IV enjeksiyon yöntemi Enjektör içindeki ilacın iğne aracılığıyla doğrudan damara verilmesi işlemidir. Bu yöntem çoğunlukla tek doz istem yapılan ilaçlar için uygulanır. Genellikle hastanın başka bir IV tedavisi yoktur.
Hastanın damar yolunda devam eden bir sıvı akışı varken, puşe yöntemiyle ikinci bir sıvı içinde ilaç uygulanabilir. İkinci sıvı az miktarda ve uygulanacak ilacı dilüe etmek amacıyla kullanılıyorsa birinci sıvıdan yükseğe asılmalıdır. Birinci sıvının klempi kapatılmalı ya da iki sıvının birlikte verilmesi önerilmiyorsa birinci sıvı seti tamamen damar yolundan ayrılmalı, damar yolu steril solüsyonla yıkanmalı ve ikinci sıvı uygulanmalıdır.
Puşe Ya Da Bolus Yöntemi İlaçların önceden damara yerleştirilmiş olan anjiocat (IV kanül, branül) aracılığıyla devam eden bir serumun seti yolundan doğrudan damar içine verilmesi işlemidir.
İlaçlar doğrudan damara uygulanabildiği gibi solüsyon içine eklenerek infüzyon biçiminde de uygulanabilir. İnfüzyon şeklinde ilaç gönderilirken belirli sürede belirli bir hızda ilaç verilir. Bu sürede hasta istenen ya da istenmeyen etkiler açısından en az saat başı kontrol edilmelidir.
Çocuklarda ve yaşlılarda “volüm kontrollü setler” kullanılabilir Çocuklarda ve yaşlılarda “volüm kontrollü setler” kullanılabilir. Ayrıca az miktardaki ilaçlar mini enjektör pompaları ile mekanik basınç uygulanarak verilebilir.
İnfüzyonda görülen başlıca komplikasyonlar: IV ilaç tedavilerinde etki hızlı ortaya çıkar. Ancak IV tedaviler pek çok komplikasyona neden olur. Bu komplikasyonlar tedavi edilebildiği gibi yaşamı tehdit edebilir. Bu nedenle infüzyona bağlı komplikasyonlar, alınması gereken önlemler, tedavi edici girişimler bilinmeli ve gerektiğinde uygulanmalıdır.
İnfiltrasyon: İğnenin damar dışına çıkarak sıvının deri altında birikmesidir. Ekstravazasyon: Vezikant madde (kemoterapik ajan) içeren ilaçların uygulama sırasında doku içine yayılması sonucu oluşan hücre harabiyetidir.
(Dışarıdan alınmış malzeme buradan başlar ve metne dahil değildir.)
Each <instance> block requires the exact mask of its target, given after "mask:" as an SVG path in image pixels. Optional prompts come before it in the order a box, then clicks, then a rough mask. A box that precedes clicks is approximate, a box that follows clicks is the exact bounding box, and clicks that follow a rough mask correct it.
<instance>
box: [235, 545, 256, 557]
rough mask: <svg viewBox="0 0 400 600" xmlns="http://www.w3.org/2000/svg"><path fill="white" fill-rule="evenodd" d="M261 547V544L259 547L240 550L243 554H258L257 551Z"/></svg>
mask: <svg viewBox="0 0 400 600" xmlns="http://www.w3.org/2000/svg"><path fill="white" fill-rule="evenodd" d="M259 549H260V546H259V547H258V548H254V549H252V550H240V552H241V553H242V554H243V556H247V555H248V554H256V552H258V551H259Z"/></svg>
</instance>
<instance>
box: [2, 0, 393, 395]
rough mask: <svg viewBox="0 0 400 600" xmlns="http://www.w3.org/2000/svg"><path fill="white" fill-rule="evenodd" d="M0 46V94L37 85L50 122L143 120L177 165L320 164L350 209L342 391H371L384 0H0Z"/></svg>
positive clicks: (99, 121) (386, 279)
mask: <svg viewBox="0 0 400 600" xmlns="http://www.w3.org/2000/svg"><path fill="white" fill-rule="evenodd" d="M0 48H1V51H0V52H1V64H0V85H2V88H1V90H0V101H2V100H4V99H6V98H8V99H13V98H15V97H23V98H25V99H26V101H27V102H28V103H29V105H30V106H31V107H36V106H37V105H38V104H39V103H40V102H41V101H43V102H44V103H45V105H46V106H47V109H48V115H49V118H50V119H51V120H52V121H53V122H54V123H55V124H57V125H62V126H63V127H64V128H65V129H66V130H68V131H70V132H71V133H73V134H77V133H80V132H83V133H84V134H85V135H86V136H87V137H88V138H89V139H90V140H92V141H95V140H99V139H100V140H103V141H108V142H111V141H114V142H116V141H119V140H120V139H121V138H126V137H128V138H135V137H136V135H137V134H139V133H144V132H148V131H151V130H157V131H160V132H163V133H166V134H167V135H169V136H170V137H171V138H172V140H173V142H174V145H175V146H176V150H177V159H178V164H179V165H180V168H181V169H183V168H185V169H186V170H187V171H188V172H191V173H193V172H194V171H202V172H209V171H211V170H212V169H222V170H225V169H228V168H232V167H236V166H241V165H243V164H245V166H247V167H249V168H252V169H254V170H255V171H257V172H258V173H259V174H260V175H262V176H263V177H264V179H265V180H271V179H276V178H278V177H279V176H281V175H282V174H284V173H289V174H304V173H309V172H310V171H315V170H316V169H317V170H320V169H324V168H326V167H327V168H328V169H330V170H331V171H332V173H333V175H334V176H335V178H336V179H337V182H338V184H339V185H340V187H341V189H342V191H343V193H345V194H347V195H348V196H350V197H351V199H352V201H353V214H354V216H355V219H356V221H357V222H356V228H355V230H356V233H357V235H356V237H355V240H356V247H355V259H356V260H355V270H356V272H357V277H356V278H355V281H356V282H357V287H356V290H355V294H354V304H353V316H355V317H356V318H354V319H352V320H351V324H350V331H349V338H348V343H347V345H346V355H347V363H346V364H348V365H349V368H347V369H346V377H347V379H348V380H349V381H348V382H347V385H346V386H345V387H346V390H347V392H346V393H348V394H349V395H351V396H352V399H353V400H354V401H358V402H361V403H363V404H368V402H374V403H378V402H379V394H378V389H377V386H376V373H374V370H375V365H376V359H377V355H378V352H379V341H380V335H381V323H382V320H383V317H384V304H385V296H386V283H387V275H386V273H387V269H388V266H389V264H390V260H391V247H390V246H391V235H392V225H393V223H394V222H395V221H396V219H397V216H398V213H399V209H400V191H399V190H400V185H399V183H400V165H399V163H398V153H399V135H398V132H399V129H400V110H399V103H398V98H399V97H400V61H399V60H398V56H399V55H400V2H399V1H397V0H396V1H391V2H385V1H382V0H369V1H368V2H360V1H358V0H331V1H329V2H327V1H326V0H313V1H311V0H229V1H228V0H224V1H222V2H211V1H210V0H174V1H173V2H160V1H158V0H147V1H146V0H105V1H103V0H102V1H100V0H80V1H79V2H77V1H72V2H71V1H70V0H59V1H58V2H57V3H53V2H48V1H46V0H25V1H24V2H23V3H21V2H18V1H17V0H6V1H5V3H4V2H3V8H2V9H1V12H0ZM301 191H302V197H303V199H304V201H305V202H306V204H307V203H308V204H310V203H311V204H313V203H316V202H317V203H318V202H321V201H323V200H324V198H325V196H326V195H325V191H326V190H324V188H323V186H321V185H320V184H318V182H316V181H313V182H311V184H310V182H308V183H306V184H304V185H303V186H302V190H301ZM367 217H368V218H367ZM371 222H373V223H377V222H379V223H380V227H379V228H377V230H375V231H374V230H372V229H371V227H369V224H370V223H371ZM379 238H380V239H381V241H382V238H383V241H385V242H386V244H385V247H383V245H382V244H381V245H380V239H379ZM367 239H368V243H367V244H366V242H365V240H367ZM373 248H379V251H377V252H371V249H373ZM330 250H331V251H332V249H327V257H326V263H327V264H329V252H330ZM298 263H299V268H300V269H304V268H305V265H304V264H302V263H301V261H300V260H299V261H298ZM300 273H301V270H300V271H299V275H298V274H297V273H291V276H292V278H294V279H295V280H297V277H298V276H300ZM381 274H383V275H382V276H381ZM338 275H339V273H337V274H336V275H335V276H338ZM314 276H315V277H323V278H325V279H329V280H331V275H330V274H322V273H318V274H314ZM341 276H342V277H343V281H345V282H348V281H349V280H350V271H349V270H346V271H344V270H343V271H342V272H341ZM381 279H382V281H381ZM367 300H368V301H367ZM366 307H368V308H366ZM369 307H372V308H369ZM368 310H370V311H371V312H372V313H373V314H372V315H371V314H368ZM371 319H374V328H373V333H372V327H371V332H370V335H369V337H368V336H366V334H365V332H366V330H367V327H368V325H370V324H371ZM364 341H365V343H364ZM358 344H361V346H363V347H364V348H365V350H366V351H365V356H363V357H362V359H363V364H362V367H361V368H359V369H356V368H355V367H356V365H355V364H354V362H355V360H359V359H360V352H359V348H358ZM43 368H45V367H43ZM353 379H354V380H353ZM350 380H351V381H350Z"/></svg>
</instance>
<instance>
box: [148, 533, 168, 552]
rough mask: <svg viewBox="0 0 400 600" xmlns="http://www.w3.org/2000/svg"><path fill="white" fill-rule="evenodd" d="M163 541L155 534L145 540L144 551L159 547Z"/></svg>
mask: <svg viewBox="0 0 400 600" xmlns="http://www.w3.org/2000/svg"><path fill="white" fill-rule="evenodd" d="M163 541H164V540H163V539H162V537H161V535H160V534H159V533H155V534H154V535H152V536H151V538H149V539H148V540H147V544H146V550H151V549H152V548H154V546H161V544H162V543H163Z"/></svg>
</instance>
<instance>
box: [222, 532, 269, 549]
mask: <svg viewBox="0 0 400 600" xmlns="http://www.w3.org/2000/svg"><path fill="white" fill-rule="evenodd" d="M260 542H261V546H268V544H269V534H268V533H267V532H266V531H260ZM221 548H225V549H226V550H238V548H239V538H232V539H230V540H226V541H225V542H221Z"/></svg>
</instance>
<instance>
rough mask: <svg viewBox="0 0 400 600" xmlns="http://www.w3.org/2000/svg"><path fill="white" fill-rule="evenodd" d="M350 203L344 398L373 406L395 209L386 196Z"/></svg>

Bölgede şişlik, solukluk olur, infüzyon hızı yavaşlar, doku nekrozu ve ağrı gelişir. Bu durumda IV tedaviye son verilir, infüzyon durdurulur. Enjektörle ilaç geri çekilmeye çalışılır. Prospektüs okunarak ekstravazasyonda yapılması gereken uygulamalar kontrol edilir. Hekime haber verilir ve ekstremite elevasyona alınır.
Dolaşım yüklenmesi: Hızlı ya da fazla miktarda sıvı verildiği durumlarda gelişir. Taşikardi, hipertansiyon, boyun venlerinde dolgunluk görülür. Bu durumda IV solüsyon hızı yavaşlatılır. Yaşam bulguları ölçülerek hekime haber verilir.
Hematom: İğnenin ven duvarına zarar vermesi ile oluşur. Kanın damar dışına sızmasıdır. Geniş hematomlarda ani şuur kaybı ve şok görülebilir. Hematom gelişirse IV kateter giriş yerinde doku renginde değişim olur. Bu durumda IV tedavi durdurulur. IV kanül çıkarılır. Yaklaşık 5 dakika basınç uygulanır.
Flebit: Verilen ilaç ve katkı maddelerinin kimyasal irritasyonu sonucu venlerin inflamasyonudur. Ven boyunca ağrı, kızarıklık, yanma, sıcaklık, sertlik ve şişme belirtileri ile karakterizedir. IV sıvı akış hızı azalmış ya da durmuştur. Bu durumda IV tedavi durdurulur, kanül çıkarılır, bölgeye lokal soğuk kompres uygulanır, sonra ılık kompres uygulanır.
Pirojenik reaksiyon: Semptomlar genellikle IV infüzyon başladıktan sonra 30 dakika içinde görülür. IV sıvı ya da serum seti içinde ve iğne üzerinde pirojenlerin (genellikle fungus) varlığında ortaya çıkar. Ateşin ani yükselmesi, titreme, sırt ağrısı, baş ağrısı, bulantı, kusma, halsizlik gibi reaksiyonlar meydana gelebilir. Bu durumda IV tedavi durdurulur. Antialerjik ilaçlar uygulanır. IV sıvı ve seti değiştirilir.
İnfeksiyon: Patojen mikroorganizmaların meydana getirdiği lokal ya da sistemik enfeksiyonlardır. Bölgede kızarıklık, ağrı, ödem ve eritem gelişir. Bu durumda IV tedavi durdurulur. Akıntı varsa kültür alınır. Batikonla pansuman yapılır. Bölge gözlenir. Hasta sistemik enfeksiyon bulguları açısından takip edilir.
Hava embolisi: Havanın dolaşıma katılarak damarı tıkamasıdır. Hastada ani şuur kaybı, şok, aniden başlayan göğüs ağrısı, dispne, taşikardi, solgunluk, siyanoz, öksürük, hipotansiyon, senkop, şok gelişebilir, emboli tablosu ölümle sonuçlanabilir. Bu durumda hekime haber verilir, damar yolu açık tutulur, oksijen verilir, hastanın yanında kalınır ve acilen hekimin istem ettiği ilaçlar uygulanır.
Pulmoner ödem: Dolaşıma aşırı sıvı yüklenmesi sonucu solunum derinliğinin azalması, sayısının artması, nabızda artma, tansiyonda yükselme, öksürük ve siyanoz ile karakterize bir tablodur.